Im looking to work with our IT team to set up free IT technical advice sessions. The idea is for a tenant to book a timeslot and then bring their device to the e.g. quarterly session whereby the IT people will attempt to fix their computer. If the problem cannot be fixed within the allotted time, the IT people will inform the tenant what is wrong with the device and direct them to someone which can fix this.
I was wondering if anyone has done something similar and if so if they have produced a disclaimer so there can be no repercussions for our HA?
Any advice / help would be much appreciated,
I noticed your post, thought I'd chip in. I currently run a similar but different service. I work as a digital inclusion officer for a housing association and have customers occasionally asking advice on repairs. Normally it's the same thing, junked out laptops that need clearing down and repairs debugging. I tend to do this for them. I also work within the ICT team. Given that a lot of these repairs (providing they're not hardware based) can be done sitting on a desk in the office and just require programs to run and do their thing, I tend to set them running and carry on with my day job. It saves residents a lot of money! I don't know if this is helpful, but thought I'd chip in.
You need to be careful on the type of repair you are going to offer, and you may want to restrict your activity to minor corrections rather than general repairs. As in what Phillip Bowen describes in his post.

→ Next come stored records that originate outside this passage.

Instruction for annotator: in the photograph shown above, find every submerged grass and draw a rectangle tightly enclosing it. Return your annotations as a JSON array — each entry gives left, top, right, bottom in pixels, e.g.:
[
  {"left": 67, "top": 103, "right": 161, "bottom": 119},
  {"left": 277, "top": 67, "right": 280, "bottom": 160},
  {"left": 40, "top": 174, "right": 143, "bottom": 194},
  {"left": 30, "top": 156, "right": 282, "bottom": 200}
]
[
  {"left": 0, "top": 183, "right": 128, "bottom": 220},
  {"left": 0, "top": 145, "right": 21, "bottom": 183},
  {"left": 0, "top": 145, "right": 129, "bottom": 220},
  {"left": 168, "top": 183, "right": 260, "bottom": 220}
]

Here is some general advice on the disclaimer. Tenants need to check on the warranty conditions of their equipment. Before they enter in to the service you are going to provide. Some manufactures stipulate that repair can be carried out only by companies they recognise and may have a list on their website. Any one with warranty that is current should follow this root first before seeking your service. Just having a session with a tenant where you show them how to look for their warranty conditions is a help. Many people who are new to computers and technology will not know about warranty, or about registering their device on the manufacturers website. Some will not have the skill to do this.
If the service of the IT team does not cover insurance for damages of the tenants' equipment this needs to be clearly stated. So the tenant(s) accept liability for the damages in the rare cases that it might happen. After your IT team have made attempts to rectify the problem.
Be very specific about what the IT team will do as part of the service. So for example "This service is to help people new to computers correct minor problems or setting changes caused by the users expanding their knowledge of computing. Unfortunately, this service cannot and will not include any physical repairs that requires the computers casing to be opened, unscrewed or otherwise disassembled."
Also you may want to have a paragraph on signing the disclaimer. Stating that that their signature is recognition that they own the equipment or are acting on behalf of the owner.
Hi Philip, Lynne,
Thank you very much for you comments. Both are extremely useful as this is exactly what I would like to set up. When I spoke to my IT team they said the same thing as you really Philip in the fact that they only need the right programs, software to do this and this can be done from the office however I think a little time in the community may be good for them.ha.
Lynne what you wrote is brilliant and really helpful, and I think in the first instance showing the tenant how to look / set up the warranty is essential. Like you mentioned the wording of the disclaimer needs to be very clear and what you have given me does exactly this thank you.